Temperature, top-p nucleus sampling, top-k, repetition penalty, frequency penalty, presence penalty, max tokens, and stop sequences.
Key vocabulary
Temperature — controls randomness; low values (e.g., 0.1) make output more deterministic, high values (e.g., 1.2) make it more creative and varied.
Top-p (nucleus sampling) — restricts sampling to the smallest set of tokens whose cumulative probability exceeds p; balances diversity and coherence.
Top-k sampling — restricts sampling to the k most probable next tokens at each step.
Repetition penalty — reduces the probability of tokens that have already appeared in the output, discouraging repetitive text.

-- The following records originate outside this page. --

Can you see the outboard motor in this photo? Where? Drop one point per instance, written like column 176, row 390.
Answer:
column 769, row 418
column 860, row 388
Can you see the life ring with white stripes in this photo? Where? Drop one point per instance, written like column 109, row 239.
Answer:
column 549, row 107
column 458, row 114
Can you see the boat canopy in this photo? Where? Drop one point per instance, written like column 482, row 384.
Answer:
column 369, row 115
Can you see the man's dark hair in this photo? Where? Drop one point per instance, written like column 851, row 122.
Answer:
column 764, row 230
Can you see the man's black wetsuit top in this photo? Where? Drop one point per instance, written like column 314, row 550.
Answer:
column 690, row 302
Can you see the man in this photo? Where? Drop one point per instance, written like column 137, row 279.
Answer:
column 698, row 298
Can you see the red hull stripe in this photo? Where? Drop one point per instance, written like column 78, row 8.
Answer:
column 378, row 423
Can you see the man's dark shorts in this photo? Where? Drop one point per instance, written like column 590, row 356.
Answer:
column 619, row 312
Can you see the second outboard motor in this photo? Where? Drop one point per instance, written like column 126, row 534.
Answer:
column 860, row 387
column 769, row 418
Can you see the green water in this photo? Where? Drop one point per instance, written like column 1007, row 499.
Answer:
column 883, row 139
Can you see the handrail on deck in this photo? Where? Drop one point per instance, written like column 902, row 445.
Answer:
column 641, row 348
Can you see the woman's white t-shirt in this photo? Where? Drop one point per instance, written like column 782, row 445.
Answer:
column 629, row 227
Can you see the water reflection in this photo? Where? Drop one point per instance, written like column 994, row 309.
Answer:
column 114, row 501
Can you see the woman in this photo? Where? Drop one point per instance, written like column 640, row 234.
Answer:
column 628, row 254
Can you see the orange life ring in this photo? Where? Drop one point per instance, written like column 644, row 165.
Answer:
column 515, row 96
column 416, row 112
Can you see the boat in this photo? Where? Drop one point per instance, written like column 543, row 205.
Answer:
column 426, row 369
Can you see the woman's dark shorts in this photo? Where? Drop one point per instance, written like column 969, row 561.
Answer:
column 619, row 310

Stop sequences — strings that cause the model to halt generation when encountered (e.g., "\n\n", "END").
0 / 5 completed
1 / 5
A colleague sets temperature = 0.1 for a code generation task. What effect does this have?
Temperature scales the logits before the softmax step. A low temperature (near 0) sharpens the distribution, making the model almost always pick the highest-probability token — producing consistent, predictable output. This is ideal for code generation, data extraction, and structured tasks. High temperature (above 1) flattens the distribution, encouraging more diverse and creative but potentially less accurate responses.
2 / 5
What does top-p = 0.9 (nucleus sampling) mean in practice?
Top-p nucleus sampling (Holtzman et al., 2020) dynamically adjusts the candidate set. With top-p = 0.9, the model sorts tokens by probability and keeps adding them until the cumulative probability hits 0.9, then samples from that nucleus. This adapts to the model's confidence: when it is very sure, only a few tokens form the nucleus; when uncertain, more tokens are included.
3 / 5
A developer sets a high repetition penalty. What problem are they solving?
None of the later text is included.